Cependant, il n'est pas seulement arrivé qu'il y a eu des transmetteurs peu scrupuleux qui ont inventé des hadîths qu'ils ont attribué au Prophète. Il n'est pas seulement arrivé qu'il y a eu des transmetteurs à la mémoire défaillante qui ont tout mélangé. Il est parfois (bien que rarement) arrivé que des transmetteurs tout à fait fiables se soient trompés.
Ainsi, Abdullâh ibn Omar avait dit que le Prophète (sur lui soit la paix) avait accompli une umra (petit pèlerinage) au mois de rajab. Mise au courant de cela, Aïcha dit alors : "Que Dieu fasse miséricorde à Abû 'Abd ir-Rahmân ! (Le Prophète) n'a accompli de umra sans que je sois présente. Et il n'a jamais accompli de umra au mois de rajab !" : "عن مجاهد، قال: دخلت أنا وعروة بن الزبير المسجد، فإذا عبد الله بن عمر رضي الله عنهما، جالس إلى حجرة عائشة، وإذا ناس يصلون في المسجد صلاة الضحى، قال: فسألناه عن صلاتهم، فقال: "بدعة." ثم قال له: "كم اعتمر رسول الله صلى الله عليه وسلم؟" قال: "أربعا، إحداهن في رجب." فكرهنا أن نرد عليه. قال: وسمعنا استنان عائشة أم المؤمنين في الحجرة، فقال عروة: "يا أماه، يا أم المؤمنين، ألا تسمعين ما يقول أبو عبد الرحمن؟" قالت: "ما يقول؟" قال: "يقول: إن رسول الله صلى الله عليه وسلم اعتمر أربع عمرات، إحداهن في رجب." قالت: "يرحم الله أبا عبد الرحمن! ما اعتمر عمرة إلا وهو شاهده. وما اعتمر في رجب قط" (al-Bukhârî 1685, Muslim 1255). Abdullâh ibn Omar est pourtant tout ce qu'il y a de plus fiable, c'est un Compagnon ! de plus il a rapporté beaucoup de hadîths...
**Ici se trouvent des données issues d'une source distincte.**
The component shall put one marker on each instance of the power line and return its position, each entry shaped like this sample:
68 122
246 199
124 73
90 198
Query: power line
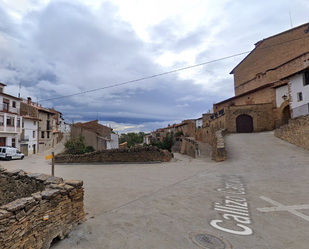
145 78
170 72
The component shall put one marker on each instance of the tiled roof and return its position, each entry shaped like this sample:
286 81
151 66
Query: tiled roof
33 118
93 126
273 51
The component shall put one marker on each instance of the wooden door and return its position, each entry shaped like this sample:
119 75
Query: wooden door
244 124
2 141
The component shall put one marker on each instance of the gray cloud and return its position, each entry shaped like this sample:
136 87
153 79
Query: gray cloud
67 48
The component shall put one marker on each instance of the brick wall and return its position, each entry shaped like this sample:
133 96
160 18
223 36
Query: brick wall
189 147
218 148
261 114
296 132
139 154
28 110
37 216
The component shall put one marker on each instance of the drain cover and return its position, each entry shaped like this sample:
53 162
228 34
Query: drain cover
209 241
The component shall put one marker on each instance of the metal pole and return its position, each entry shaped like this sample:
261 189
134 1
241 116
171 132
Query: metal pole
53 164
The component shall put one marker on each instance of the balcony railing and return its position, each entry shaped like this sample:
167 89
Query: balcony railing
10 109
23 138
9 128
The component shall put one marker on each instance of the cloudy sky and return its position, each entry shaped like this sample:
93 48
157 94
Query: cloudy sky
58 48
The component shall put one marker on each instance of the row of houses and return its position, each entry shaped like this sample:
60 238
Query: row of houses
100 137
271 86
28 126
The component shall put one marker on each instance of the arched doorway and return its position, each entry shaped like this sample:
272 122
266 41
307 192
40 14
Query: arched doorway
286 115
244 124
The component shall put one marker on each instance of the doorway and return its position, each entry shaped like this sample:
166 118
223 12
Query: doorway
244 124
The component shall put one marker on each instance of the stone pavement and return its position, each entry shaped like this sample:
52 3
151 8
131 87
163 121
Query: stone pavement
258 199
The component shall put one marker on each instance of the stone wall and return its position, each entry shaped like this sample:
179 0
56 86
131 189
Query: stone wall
45 207
219 152
189 147
139 154
295 132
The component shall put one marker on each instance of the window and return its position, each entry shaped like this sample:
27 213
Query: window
5 106
10 121
306 78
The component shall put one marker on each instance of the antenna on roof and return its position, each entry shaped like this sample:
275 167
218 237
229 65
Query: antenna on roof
291 19
19 89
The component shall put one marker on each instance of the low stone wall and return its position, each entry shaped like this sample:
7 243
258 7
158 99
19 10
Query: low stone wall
45 207
139 154
295 132
219 152
189 147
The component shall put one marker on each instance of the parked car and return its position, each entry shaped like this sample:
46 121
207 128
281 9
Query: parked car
10 153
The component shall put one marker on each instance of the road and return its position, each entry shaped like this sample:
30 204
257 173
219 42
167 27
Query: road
258 199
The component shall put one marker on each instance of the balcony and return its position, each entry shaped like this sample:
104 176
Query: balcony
23 138
9 109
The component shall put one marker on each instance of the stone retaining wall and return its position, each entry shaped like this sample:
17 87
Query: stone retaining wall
295 132
45 207
189 147
139 154
219 152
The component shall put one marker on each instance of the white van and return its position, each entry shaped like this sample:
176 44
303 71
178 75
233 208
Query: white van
10 153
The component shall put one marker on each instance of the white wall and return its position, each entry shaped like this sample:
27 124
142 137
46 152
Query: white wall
199 122
299 107
29 127
64 127
115 141
280 91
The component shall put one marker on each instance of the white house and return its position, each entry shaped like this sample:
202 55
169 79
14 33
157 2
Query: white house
29 136
113 143
64 127
10 119
199 123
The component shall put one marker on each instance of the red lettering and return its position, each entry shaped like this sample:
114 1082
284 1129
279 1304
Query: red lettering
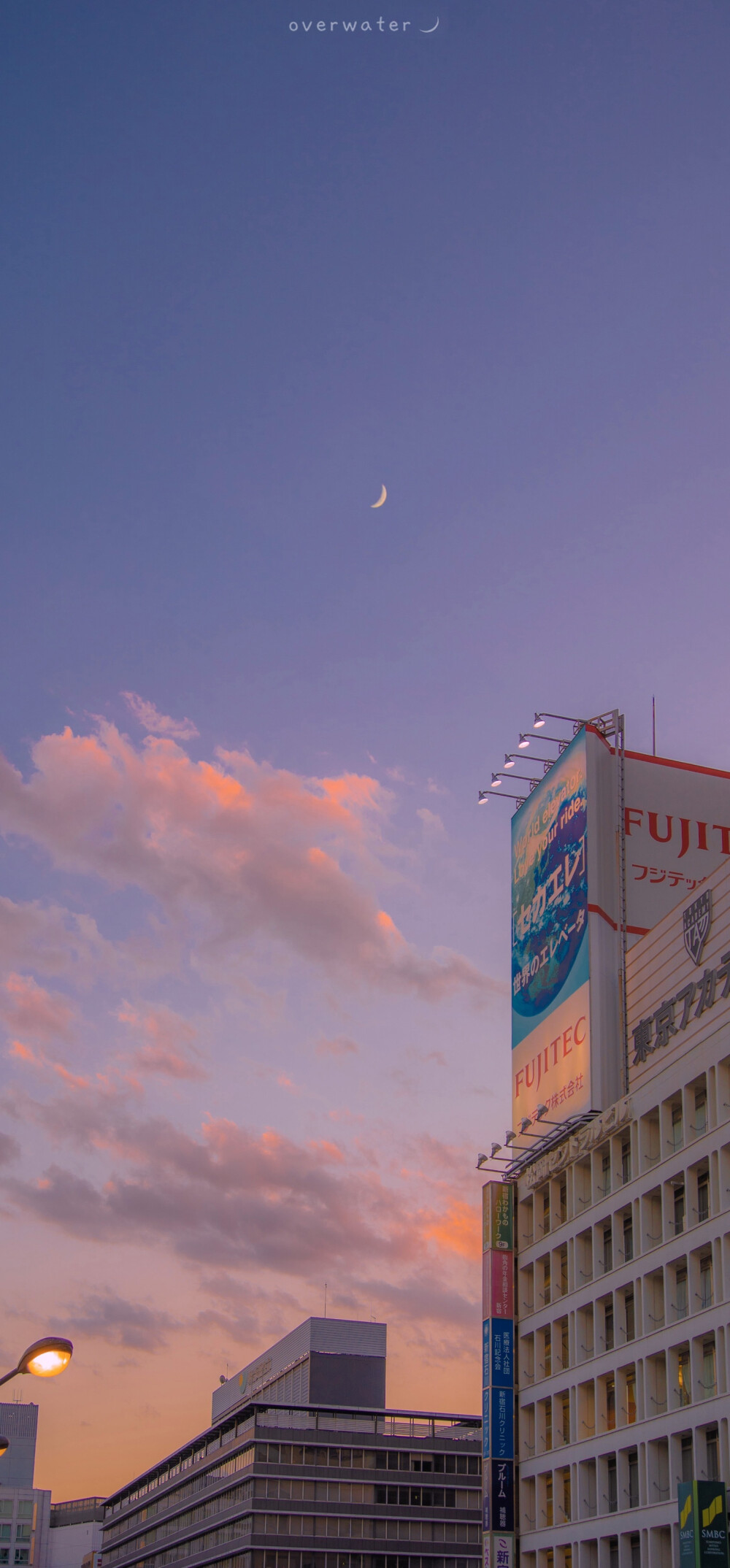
653 829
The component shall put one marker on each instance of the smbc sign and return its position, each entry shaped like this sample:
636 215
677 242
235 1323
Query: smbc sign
702 1524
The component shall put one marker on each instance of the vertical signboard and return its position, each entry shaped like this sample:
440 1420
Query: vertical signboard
550 939
499 1374
702 1507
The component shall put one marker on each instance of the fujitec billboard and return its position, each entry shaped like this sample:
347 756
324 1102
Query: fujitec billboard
550 941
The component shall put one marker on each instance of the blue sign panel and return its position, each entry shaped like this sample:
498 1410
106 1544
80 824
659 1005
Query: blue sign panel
502 1368
502 1426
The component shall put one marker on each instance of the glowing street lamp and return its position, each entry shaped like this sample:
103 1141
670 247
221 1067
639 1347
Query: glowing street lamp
46 1358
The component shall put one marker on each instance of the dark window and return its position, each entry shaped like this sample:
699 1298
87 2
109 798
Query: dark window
629 1304
634 1479
613 1484
610 1326
629 1237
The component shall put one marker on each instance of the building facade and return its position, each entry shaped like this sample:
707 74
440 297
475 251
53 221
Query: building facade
624 1272
314 1486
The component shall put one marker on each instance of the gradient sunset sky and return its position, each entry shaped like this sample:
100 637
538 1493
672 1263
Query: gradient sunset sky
254 929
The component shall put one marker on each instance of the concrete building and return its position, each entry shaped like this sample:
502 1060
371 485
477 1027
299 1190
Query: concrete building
24 1509
320 1482
624 1274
De même, Omar ibn ul-Khattâb a affirmé que Fâtima bint Qays s'est apparemment trompée dans ce qu'elle a relaté du Prophète à propos de ce que celui-ci lui a dit quand elle a été divorcée : "عن أبي إسحاق، قال: كنت مع الأسود بن يزيد جالسا في المسجد الأعظم، ومعنا الشعبي. فحدث الشعبي بحديث فاطمة بنت قيس: "أن رسول الله صلى الله عليه وسلم، لم يجعل لها سكنى ولا نفقة" ثم أخذ الأسود كفا من حصى، فحصبه به، فقال: "ويلك تحدث بمثل هذا! قال عمر: "لا نترك كتاب الله وسنة نبينا صلى الله عليه وسلم لقول امرأة لا ندري لعلها حفظت أو نسيت! لها السكنى والنفقة! قال الله عز وجل: {لا تخرجوهن من بيوتهن ولا يخرجن إلا أن يأتين بفاحشة مبينة}" (Muslim, 1480). Fâtima bint Qayss aussi est une femme Compagnon.
Al-Bukhârî lui-même a remis en cause l'authenticité de propos attribués au Prophète et pourtant dûment apportés par une chaîne composée de transmetteurs tout à fait fiables : nous en avons cité quelques-uns dans notre article : Chaque hadîth rapporté par al-Bukhârî et Muslim est-il assahh ?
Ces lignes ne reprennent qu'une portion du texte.